= Calliphaea =

Greek mythological character; Ionides nymph

In Greek mythology, Calliphaea (Ancient Greek: Καλλιφάεια Kalliphaeia) was one of the Ionides nymphs whose spring waters were believed to cure diseases. She was an Elean naiad-daughter of the river-god Cytherus and sister to Synallasis, Pegaea and Iasis.

== Nymphs ==
In Greek mythology, nymphs are a group of lower class female divinities. Nymphs are often associated with fertility, water, or growing things like trees. They are not immortal but they do live for a very long time.

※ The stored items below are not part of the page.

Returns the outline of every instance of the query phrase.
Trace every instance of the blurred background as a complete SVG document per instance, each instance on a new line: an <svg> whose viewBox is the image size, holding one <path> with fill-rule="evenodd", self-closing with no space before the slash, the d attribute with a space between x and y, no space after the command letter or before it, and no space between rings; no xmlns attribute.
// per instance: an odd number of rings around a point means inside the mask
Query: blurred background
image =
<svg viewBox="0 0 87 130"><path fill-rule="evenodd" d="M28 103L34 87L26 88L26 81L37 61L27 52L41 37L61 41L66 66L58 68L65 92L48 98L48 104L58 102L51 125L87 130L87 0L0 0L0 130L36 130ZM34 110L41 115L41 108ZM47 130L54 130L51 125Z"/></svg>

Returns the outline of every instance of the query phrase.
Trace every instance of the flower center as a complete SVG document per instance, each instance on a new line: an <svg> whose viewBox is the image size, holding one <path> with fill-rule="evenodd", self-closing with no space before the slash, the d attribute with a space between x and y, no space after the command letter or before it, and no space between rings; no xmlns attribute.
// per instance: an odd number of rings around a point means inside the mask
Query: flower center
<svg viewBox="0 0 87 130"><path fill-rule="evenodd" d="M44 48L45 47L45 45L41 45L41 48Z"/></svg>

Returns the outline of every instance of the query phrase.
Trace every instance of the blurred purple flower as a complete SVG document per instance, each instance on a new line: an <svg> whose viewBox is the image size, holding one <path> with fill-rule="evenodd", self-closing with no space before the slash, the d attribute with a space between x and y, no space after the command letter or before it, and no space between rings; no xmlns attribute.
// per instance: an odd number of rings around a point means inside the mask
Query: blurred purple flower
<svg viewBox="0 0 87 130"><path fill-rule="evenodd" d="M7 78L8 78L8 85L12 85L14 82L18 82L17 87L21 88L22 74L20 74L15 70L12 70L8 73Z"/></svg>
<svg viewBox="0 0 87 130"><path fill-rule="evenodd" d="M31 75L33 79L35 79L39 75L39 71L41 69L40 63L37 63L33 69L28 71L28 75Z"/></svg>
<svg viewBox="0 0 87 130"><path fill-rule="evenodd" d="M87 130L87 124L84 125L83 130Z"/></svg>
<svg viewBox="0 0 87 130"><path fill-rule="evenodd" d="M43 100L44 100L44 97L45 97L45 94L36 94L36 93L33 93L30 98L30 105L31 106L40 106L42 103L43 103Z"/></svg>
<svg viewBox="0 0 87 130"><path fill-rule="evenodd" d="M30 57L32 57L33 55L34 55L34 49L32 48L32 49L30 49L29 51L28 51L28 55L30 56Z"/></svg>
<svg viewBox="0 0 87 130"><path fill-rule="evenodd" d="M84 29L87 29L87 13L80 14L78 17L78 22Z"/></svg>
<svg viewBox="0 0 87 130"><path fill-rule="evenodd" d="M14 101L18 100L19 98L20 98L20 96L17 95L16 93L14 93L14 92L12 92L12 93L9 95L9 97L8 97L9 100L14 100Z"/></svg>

There are many different types of nymphs. Oceanids (sea nymphs), Nereids (lives in both saltwater and freshwater), Naiads (live in springs, rivers and lakes), Oreads (live in mountains and grottoes), Napaeae and Alseids (nymphs of glens and groves), and the Dryads, also known as the hamadryads ( live in forests and trees)

== Naiads ==
Naiads in Greek mythology are one of the many nymphs, also known as the :nymph of flowing water" They live in springs, rivers, fountains and lakes. Naiads are represented as "beautiful, lighthearted and beneficent." Calliphaea is a naiad, along with her three sisters, Synallasis, Pegaea and Iasis.

== Notes ==
- Pausanias, Description of Greece with an English Translation by W.H.S. Jones, Litt.D., and H.A. Ormerod, M.A., in 4 Volumes. Cambridge, MA, Harvard University Press; London, William Heinemann Ltd. 1918. ISBN 0-674-99328-4. Online version at the Perseus Digital Library
- Pausanias, Graeciae Descriptio. 3 vols. Leipzig, Teubner. 1903. Greek text available at the Perseus Digital Library.